I locali di Milazzo e Tripi, i vivai le imprese edili che pagavano il clan di Tindaro Calabrese e del reggente "Caiella". Le scorribande di Ofria jr, il controllo della discarica e le elezioni pilotate a Mazzarrà Sant'Andrea. Ecco i dettagli dell'operazione antimafia.
Sembra il primo scoppio di un fuoco d’artificio non ancora acceso, l’operazione Gotha5 scattata ieri tra Mazzarrà Sant’Andrea e Barcellona. Tra i 22 arrestati ci sono i capi storici e irriducibili della frangia dei mazzarroti, da Tindaro Calabrese ad Antonino “Caiella” Calderone, passando per lo storico braccio destro, il camionista Maurizio Trifiró.
Gran parte del clan di Mazzarrà, quindi, che alla metà del decennio scorso aveva sancito l’alleanza con Carmelo D’Amico, capo dell’ala militare dei barcellonesi, favorendo l’ascesa di Calabrese a scapito di Melo Bisognano. Ma nell’inchiesta Gotha 5 delle dichiarazioni di D’Amico, oggi pentito, a proposito dei suoi ex alleati ancora non c’è traccia.

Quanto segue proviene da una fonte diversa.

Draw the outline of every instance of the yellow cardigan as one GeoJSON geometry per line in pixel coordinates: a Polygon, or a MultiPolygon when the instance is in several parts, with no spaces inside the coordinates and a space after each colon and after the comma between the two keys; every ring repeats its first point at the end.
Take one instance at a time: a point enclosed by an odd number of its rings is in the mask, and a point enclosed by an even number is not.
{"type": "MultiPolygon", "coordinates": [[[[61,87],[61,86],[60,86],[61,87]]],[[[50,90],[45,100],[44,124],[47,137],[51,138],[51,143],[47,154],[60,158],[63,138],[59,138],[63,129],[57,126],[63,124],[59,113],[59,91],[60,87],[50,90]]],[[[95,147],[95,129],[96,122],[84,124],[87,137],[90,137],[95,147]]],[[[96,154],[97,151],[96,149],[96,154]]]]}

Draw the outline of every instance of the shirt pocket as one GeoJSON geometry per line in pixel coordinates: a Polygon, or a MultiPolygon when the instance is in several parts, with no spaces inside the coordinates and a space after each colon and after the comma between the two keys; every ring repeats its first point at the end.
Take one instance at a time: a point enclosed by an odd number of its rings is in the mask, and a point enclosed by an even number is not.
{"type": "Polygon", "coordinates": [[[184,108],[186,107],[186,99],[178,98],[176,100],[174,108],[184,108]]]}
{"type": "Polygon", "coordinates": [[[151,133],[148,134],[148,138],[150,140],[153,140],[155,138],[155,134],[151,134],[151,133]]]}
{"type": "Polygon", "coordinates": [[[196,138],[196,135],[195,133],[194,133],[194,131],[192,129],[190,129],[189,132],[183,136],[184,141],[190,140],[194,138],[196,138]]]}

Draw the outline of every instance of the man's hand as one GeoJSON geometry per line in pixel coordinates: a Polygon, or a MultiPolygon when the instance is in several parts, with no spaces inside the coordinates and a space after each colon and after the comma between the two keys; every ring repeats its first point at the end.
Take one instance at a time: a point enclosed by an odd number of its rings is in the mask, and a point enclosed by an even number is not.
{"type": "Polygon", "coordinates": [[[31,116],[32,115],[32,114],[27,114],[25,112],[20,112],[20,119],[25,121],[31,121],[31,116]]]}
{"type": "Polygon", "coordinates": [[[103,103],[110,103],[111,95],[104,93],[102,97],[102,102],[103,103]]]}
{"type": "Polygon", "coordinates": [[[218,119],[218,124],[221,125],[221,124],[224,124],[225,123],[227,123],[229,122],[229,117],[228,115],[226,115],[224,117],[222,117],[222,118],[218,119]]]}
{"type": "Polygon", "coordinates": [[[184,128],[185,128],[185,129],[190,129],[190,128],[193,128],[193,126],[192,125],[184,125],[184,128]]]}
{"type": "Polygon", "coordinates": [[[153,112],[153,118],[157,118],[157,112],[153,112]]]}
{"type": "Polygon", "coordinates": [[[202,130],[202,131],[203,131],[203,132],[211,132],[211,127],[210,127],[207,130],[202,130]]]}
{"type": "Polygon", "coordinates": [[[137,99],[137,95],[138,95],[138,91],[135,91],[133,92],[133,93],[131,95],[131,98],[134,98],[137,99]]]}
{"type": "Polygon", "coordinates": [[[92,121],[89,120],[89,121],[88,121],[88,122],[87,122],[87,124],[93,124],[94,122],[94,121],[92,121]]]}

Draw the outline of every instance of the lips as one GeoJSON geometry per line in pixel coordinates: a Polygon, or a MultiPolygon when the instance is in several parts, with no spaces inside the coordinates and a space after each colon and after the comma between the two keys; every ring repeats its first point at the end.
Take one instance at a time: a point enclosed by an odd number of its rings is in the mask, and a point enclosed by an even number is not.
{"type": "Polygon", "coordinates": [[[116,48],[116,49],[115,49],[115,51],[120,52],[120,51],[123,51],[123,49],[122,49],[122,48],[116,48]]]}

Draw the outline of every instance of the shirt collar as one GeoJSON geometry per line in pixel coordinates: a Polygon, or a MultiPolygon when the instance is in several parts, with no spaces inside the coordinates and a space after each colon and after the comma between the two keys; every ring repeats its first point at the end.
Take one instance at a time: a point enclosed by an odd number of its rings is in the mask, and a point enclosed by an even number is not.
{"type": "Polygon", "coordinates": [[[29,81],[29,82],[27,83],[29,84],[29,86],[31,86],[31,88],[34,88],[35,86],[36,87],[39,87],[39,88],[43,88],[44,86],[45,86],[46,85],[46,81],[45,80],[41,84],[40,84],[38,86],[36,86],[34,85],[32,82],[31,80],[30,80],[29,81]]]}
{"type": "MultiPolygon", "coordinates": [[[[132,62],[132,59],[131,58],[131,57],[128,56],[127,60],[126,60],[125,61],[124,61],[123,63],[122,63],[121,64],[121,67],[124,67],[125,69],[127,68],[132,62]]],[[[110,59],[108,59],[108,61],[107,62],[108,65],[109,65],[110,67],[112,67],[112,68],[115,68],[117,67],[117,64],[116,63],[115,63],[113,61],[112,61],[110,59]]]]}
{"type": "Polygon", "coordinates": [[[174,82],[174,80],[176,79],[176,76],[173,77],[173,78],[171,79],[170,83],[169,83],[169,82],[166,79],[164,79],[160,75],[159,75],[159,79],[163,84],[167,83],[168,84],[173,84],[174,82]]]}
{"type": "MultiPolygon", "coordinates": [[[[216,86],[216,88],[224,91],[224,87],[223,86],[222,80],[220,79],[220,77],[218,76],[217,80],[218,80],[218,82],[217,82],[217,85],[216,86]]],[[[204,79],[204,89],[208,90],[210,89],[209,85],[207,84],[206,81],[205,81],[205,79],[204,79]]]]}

A rafforzare le accuse nei confronti dei mazzarroti ci sono invece le dichiarazioni dei due figli dei fedelissimi dei boss, Salvatore Artino e Salvatore Campisi. Grazie alle loro dichiarazioni, che hanno “aggiornato” e rafforzato quelle del pentito Bisognano, gli investigatori hanno imboccato la strada giusta sulle nuove leve del clan dei mazzarroti, mettendoli sotto controllo e facendo luce così su malaffari più recenti, cioè un gran numero di estorsioni alle attività commerciali della zona di competenza.
Un altro capitolo è poi dedicato agli ex amministratori del piccolo comune arricchitosi grazie al business discarica, i professori Carmelo Giambó e Carmelo Navarra, sindaci succedutisi fino al 2007. Condannato a 12 anni per concorso esterno il primo, indagato e assolto il secondo.
Le ombre su di loro riguardano il presunto accordo coi clan per appoggiare il secondo alle elezioni, considerato una sorta di “fantoccio” di Giambó, gia’ in mano ai clan ma giá finito sotto la lente degli investigatori, nei primi anni del 2000, per via delle inchieste sulla discarica appunto. Lo scorso anno Artino aveva chiaramente detto che il clan pagava Giambó e Navarra.
Per questo, malgrado la prima assoluzione, la Procura di Messina è tornata a chiedere l’arresto del professore, arresto anche stavolta negato dal Giudice per le Udienze preliminari.
Insieme ai due, indagati a piede libero sono anche i pregiudicati Enrico Fumia, Salvatore Santangelo e Nunziato Siracusa, tutti giá in carcere per fatti precedenti. Anche questo era un capitolo già emerso in precedenti inchieste, peró.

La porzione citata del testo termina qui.